C’è poi la dichiarazione che in ogni caso non saranno accettate prove estorte con la tortura o con le c.d. testimonianze indirette, rese cioè da non meglio identificati informatori, senza però chiarire se la non accettazione di tali prove ha anche efficacia retroattiva. Cosa di cui dubito, perché il risultato sarebbe quello di dover liberare quasi tutti mentre sostanzialmente non si vuole liberare quasi nessuno.
Quindi le Commissioni militari istituite dall’amministrazione Bush saranno sostituite dalle Corti militari speciali, sul tipo dei Tribunali speciali per la sicurezza dello stato dell’Italia fascista e, cosa forse ancor più grave, per alcuni detenuti non ci sarà neppure modo di istituire alcun processo perché, nonostante l’ampio ricorso a torture e informatori, l’impianto accusatorio non reggerebbe. Poco male: l’amministrazione Obama sta studiando un sistema per prolungare sine die la detenzione amministrativa per la quale è sufficiente la pericolosità di una persona, senza necessità alcuna di formulare un capo di imputazione e imbastire un processo. Tale strumento fu largamente usato dagli inglesi per reprimere le giuste rivendicazioni di indipendenza dei popoli delle colonie ed è in auge, fin dalla sua fondazione, in Israele per soffocare la sacrosanta resistenza palestinese.

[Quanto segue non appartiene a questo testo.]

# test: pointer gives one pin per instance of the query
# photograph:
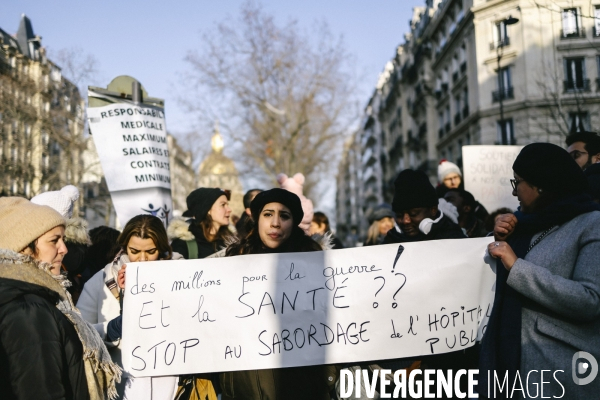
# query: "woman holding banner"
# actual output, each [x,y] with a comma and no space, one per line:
[46,349]
[144,238]
[277,213]
[547,306]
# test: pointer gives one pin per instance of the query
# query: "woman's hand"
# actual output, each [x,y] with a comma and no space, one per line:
[504,226]
[121,277]
[504,252]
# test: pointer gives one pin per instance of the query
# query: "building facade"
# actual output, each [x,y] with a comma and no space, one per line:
[41,118]
[477,72]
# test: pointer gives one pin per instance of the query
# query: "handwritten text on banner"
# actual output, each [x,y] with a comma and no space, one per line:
[295,309]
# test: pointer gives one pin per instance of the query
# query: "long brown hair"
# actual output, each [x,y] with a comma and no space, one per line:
[147,227]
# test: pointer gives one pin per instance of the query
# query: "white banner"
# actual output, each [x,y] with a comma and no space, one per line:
[131,141]
[487,173]
[295,309]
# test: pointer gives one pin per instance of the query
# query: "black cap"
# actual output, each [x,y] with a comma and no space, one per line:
[200,201]
[276,195]
[380,212]
[550,168]
[412,189]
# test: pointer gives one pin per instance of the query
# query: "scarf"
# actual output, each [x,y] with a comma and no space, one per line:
[501,347]
[101,373]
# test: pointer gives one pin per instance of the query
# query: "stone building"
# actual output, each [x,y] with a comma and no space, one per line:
[183,178]
[478,72]
[41,118]
[218,170]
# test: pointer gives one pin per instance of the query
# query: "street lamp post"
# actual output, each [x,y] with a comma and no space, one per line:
[501,91]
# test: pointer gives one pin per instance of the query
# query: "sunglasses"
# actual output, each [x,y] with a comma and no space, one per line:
[515,182]
[576,154]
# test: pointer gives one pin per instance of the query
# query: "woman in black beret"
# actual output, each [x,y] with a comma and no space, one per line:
[208,231]
[547,301]
[277,213]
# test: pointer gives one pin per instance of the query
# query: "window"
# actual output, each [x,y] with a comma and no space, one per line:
[501,34]
[575,76]
[505,89]
[506,133]
[579,121]
[572,23]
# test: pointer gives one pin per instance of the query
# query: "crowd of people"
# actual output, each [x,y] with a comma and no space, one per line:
[61,286]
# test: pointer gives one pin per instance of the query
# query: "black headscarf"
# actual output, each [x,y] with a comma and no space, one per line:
[550,168]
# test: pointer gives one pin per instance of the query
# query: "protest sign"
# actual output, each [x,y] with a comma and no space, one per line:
[295,309]
[487,173]
[131,140]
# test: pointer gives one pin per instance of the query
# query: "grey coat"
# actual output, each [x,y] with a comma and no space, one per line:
[560,277]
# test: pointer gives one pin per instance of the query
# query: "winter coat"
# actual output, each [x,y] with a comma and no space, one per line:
[41,356]
[99,306]
[47,350]
[444,229]
[180,232]
[559,280]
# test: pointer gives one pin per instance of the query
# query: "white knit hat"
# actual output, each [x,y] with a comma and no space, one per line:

Ribadisco quindi che, se a chiusura si arriverà, si tratterà di un evento puramente simbolico da agitare a scopi di propaganda: il regime carcerario e processuale della maggior parte dei prigionieri resterà comunque contrario ai principi del diritto internazionale sulla prigionia di guerra – perché di guerra si tratta – e del diritto processuale penale interno dei Paesi comunemente definiti democratici, perlopiù identificati con l’Occidente e che attribuiscono un ruolo guida proprio agli Stati Uniti.
Infine voglio ricordare che non c’è solo Guantanamo, perché gli Stati Uniti hanno installato strutture simili, se non addirittura peggiori, anche in Iraq e in Afghanistan e nessuno accenna alla loro chiusura né si pone il problema del trattamento sia materiale che giuridico dei numerosissimi prigionieri.